Gazing into the crystal ball
Foreign players might be benefiting the most from the currency situation, but it's not all a wash for Americans.
U.S.-facing online poker sites like PokerStars and Full Tilt Poker often sponsor overseas events. That means Americans with funds online can find a true bargain in the cheap, readily available satellites for event packages, which cover most travel and lodging costs no matter what the destination.
Today there are also more tournaments at varying buy-in levels in North America than ever before, leaving lots of options for players who don't want to foot the bill for a big trip. With the WPT, WSOP Circuit and other smaller tours filling up the tournament calendar, Schneider says the need to hit the road for action just isn't there.
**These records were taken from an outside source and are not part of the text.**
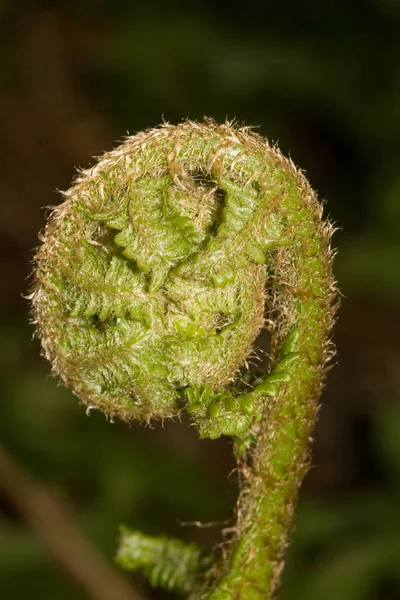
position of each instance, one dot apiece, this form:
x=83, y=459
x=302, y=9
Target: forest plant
x=153, y=281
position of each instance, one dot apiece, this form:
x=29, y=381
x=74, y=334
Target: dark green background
x=323, y=80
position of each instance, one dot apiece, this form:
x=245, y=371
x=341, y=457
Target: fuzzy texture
x=155, y=277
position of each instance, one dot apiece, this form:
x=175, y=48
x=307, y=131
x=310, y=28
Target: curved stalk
x=153, y=281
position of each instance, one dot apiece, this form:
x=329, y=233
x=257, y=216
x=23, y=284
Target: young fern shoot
x=153, y=281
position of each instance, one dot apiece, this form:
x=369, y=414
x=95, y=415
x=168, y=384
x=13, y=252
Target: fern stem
x=153, y=281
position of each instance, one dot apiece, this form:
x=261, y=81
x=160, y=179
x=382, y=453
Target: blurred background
x=323, y=81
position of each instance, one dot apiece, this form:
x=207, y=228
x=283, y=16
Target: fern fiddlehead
x=153, y=280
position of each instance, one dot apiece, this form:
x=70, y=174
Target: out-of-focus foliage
x=323, y=80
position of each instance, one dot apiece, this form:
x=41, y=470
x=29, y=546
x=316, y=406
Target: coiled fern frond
x=153, y=281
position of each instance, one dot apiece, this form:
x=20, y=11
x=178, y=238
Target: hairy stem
x=153, y=281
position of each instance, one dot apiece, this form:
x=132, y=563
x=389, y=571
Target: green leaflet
x=167, y=563
x=153, y=281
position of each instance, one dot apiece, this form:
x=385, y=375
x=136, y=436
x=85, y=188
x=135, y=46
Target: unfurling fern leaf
x=153, y=281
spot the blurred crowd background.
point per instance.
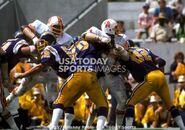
(157, 24)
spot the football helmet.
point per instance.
(21, 35)
(55, 25)
(46, 38)
(109, 26)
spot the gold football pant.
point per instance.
(154, 81)
(78, 83)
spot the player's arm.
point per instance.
(4, 68)
(27, 50)
(31, 72)
(95, 38)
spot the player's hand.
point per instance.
(35, 40)
(18, 75)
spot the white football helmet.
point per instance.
(56, 25)
(109, 26)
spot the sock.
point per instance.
(177, 117)
(90, 120)
(119, 121)
(57, 113)
(179, 122)
(68, 121)
(100, 122)
(129, 117)
(12, 123)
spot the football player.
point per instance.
(146, 68)
(78, 82)
(113, 80)
(15, 50)
(34, 30)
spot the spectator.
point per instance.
(144, 22)
(177, 5)
(120, 27)
(166, 10)
(153, 4)
(180, 29)
(180, 69)
(161, 32)
(179, 57)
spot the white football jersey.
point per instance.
(41, 27)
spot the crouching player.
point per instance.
(80, 81)
(146, 68)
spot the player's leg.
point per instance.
(140, 92)
(94, 91)
(93, 111)
(118, 90)
(70, 91)
(68, 117)
(164, 93)
(26, 84)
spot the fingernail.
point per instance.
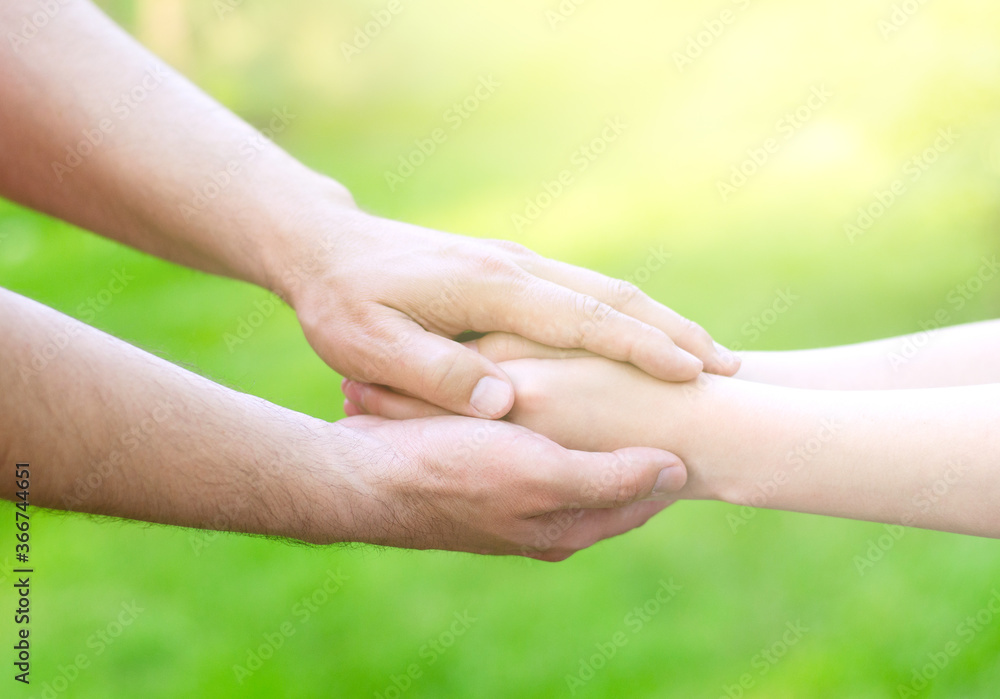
(670, 480)
(692, 361)
(726, 355)
(351, 391)
(491, 397)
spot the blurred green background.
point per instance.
(208, 600)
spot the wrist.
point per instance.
(303, 240)
(727, 431)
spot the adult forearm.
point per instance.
(961, 355)
(924, 458)
(96, 130)
(112, 430)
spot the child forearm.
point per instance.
(955, 356)
(925, 458)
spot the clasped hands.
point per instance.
(456, 477)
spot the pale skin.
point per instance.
(97, 131)
(870, 431)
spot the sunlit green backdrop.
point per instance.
(889, 89)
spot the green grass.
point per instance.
(207, 602)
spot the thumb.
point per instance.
(443, 372)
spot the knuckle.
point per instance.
(491, 265)
(439, 376)
(512, 248)
(592, 314)
(621, 293)
(622, 484)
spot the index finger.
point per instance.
(630, 300)
(554, 315)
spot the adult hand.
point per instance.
(381, 301)
(488, 487)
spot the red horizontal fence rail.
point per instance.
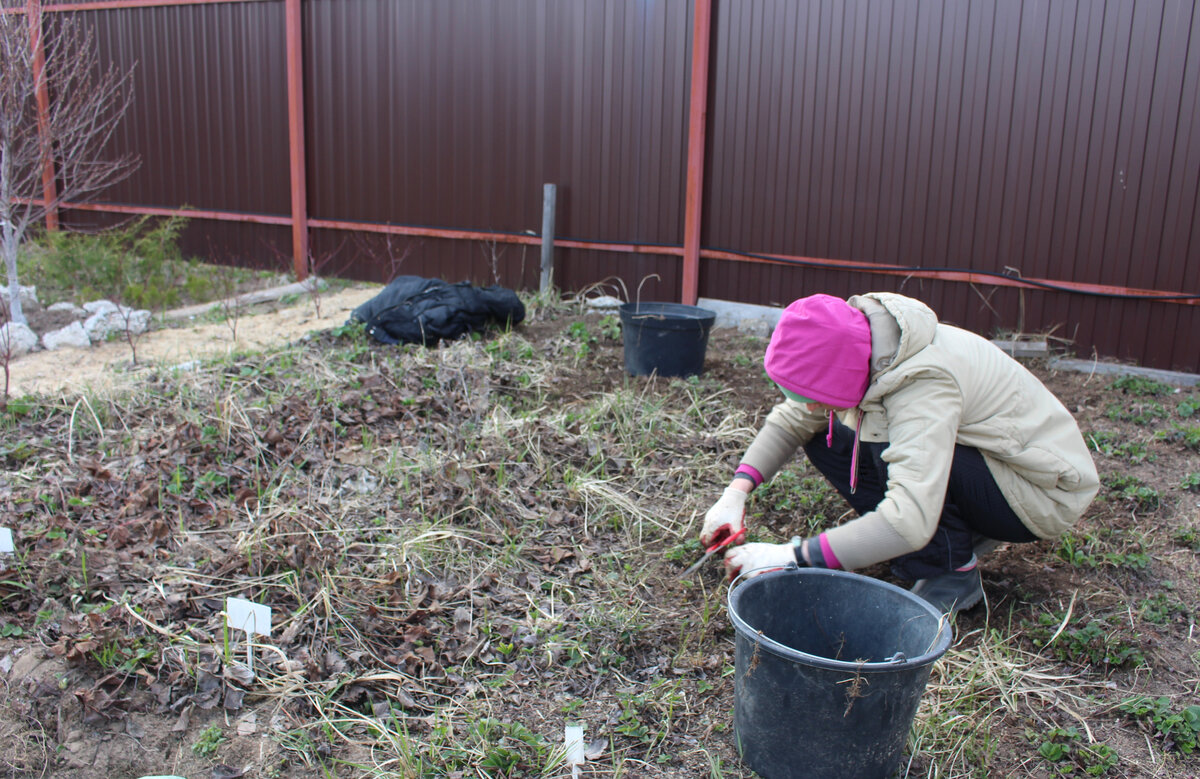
(885, 269)
(689, 251)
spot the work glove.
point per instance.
(759, 558)
(725, 519)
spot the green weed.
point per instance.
(1188, 407)
(1140, 385)
(1133, 490)
(1068, 754)
(1186, 435)
(1102, 550)
(1137, 413)
(139, 264)
(208, 742)
(1177, 727)
(1163, 607)
(610, 328)
(1111, 444)
(1188, 538)
(1096, 642)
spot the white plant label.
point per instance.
(253, 618)
(573, 738)
(246, 615)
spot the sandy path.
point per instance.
(107, 365)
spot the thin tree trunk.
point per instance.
(11, 238)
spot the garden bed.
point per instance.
(468, 546)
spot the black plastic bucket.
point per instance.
(669, 339)
(829, 669)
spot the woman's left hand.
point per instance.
(759, 558)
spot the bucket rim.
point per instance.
(664, 309)
(940, 643)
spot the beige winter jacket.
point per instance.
(934, 385)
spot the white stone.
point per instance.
(100, 324)
(100, 306)
(29, 297)
(605, 303)
(17, 339)
(70, 307)
(73, 335)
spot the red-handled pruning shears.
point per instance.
(724, 538)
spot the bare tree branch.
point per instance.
(87, 102)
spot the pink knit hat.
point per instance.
(821, 348)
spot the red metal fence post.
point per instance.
(697, 115)
(295, 139)
(49, 190)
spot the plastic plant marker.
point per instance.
(253, 618)
(573, 738)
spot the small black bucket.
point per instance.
(829, 669)
(665, 337)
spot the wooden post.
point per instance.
(49, 189)
(549, 198)
(293, 23)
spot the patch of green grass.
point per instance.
(1105, 549)
(208, 742)
(1163, 607)
(1140, 385)
(1188, 537)
(1133, 490)
(1092, 642)
(139, 265)
(1186, 435)
(1177, 726)
(610, 328)
(1111, 444)
(1188, 407)
(1137, 413)
(1069, 755)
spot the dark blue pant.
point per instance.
(973, 504)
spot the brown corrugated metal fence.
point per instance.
(1044, 139)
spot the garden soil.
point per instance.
(52, 721)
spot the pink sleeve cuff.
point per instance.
(750, 472)
(827, 551)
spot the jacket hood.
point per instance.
(900, 328)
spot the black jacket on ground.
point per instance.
(415, 310)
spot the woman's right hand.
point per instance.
(727, 515)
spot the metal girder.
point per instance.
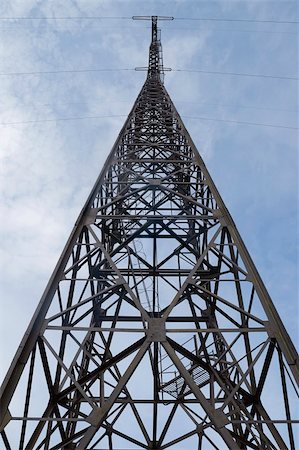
(155, 329)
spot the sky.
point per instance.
(56, 129)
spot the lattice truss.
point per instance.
(155, 331)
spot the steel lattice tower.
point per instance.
(155, 330)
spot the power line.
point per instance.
(216, 19)
(237, 20)
(61, 119)
(123, 115)
(229, 30)
(62, 71)
(130, 69)
(68, 18)
(242, 122)
(203, 104)
(235, 74)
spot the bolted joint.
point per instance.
(156, 331)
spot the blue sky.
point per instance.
(48, 168)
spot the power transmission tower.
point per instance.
(155, 330)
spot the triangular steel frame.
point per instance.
(155, 329)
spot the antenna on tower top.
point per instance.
(155, 69)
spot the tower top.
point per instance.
(155, 69)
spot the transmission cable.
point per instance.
(235, 74)
(242, 122)
(62, 119)
(63, 71)
(131, 69)
(212, 19)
"A lot of people think, 'Why should I travel to Europe when I can stay right here?' There's a pretty significant tournament anywhere you want to play at some point during the year."
In the end, Schneider wouldn't be surprised to see those factors make most American players - at least those without serious bankrolls - stay put.
"Some people will (travel) one time because they want to go somewhere. They're good at their casino, and they think, 'Hey, I want to go to France.' They go there one time and get busted out and say, 'I'm never doing that again.'
"You're not as likely to go the second time. Your excuse to go see it was to play a poker tournament, and now you've seen it. And there's another tournament just around the way."